Wofür und ob gesammelt wird, liegt rein in der Hand der Inhaberinnen und Inhaber. Kontrolliert wird dies – etwa seitens der Stadt – nicht: „Da die Spende freiwillig gezahlt werden kann und der Kunde nicht dazu verpflichtet wird, gibt es keine Einschränkung“, heißt es dazu von der Stadt.

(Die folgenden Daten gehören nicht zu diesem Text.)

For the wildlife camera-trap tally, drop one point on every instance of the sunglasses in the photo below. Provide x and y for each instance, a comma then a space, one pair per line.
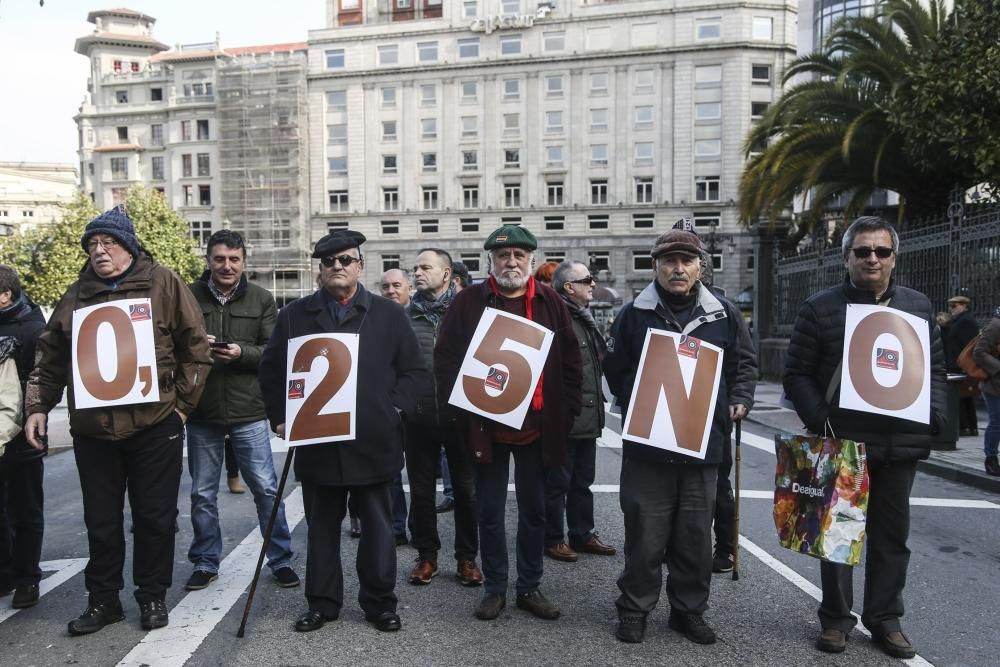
345, 260
881, 252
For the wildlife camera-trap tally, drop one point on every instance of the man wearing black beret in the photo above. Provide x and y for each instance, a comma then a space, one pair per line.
390, 371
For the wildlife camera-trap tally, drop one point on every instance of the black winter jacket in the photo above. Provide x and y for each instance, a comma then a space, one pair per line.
814, 355
390, 376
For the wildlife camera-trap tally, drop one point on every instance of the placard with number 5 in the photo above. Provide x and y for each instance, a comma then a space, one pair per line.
502, 367
114, 355
322, 389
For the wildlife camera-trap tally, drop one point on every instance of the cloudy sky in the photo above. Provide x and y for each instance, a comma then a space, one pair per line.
43, 80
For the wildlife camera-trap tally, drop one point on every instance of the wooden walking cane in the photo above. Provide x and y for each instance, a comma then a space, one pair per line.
736, 513
267, 538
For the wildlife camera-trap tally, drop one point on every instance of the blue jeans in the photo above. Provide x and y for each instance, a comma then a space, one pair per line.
252, 447
992, 434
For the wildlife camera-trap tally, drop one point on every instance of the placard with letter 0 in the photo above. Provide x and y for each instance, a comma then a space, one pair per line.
674, 395
502, 367
114, 355
322, 389
887, 363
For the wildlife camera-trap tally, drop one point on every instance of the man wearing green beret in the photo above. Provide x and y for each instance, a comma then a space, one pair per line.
540, 442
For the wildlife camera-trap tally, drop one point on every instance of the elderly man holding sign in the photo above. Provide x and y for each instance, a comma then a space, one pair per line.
129, 341
341, 366
865, 362
507, 357
672, 362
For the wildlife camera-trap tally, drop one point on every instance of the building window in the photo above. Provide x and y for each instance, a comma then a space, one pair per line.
470, 196
388, 54
337, 166
706, 188
553, 122
430, 197
598, 155
334, 58
554, 193
641, 260
429, 162
119, 168
599, 191
512, 195
427, 52
554, 41
762, 28
468, 48
512, 158
390, 199
598, 84
338, 201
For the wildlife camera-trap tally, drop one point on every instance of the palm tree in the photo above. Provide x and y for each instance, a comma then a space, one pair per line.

Im Weltladen an der Kleine Kirchenstraße wird beispielsweise für ein Projekt in Ghana gesammelt, das der Verein auch selbst unterstützt. Ein Bildchen zeigt die Kinder, denen das Geld aus Oldenburg zufließt. „Wir unterstützen damit das Schulgeld“, erklärt Ladenkoordinatorin Walburga Hahn.

Das Deutsche Kinderhilfswerk fördert mit den eingenommenen Spenden Kinder- und Jugendprojekte in ganz Deutschland, die die Teilhabe von Kindern und Jugendlichen, unabhängig von deren Herkunft oder Aufenthaltsstatus, zum Grundsatz ihrer Arbeit gemacht haben. 37 Millionen Euro sind dafür seit 1979 zusammengekommen. Und das Geld kommt in der Region an, wie Teichmann berichtet: „Somit konnten wir im Jahr 2018 allein in Niedersachsen 33 Kinder- und Jugendprojekte mit insgesamt 125 000 Euro unterstützen.“ Gibt es auch einen Standort, der in Oldenburg besonders ergiebig ist? „Ja“, sagt Teichmann. Dieser sei bei einer großen Fastfood-Kette. Nachhalten lässt sich dies, da alle Dosen mit einem Barcode gekennzeichnet sind, die sie eindeutig identifizierbar machen, wenn das Geld eingezahlt wird.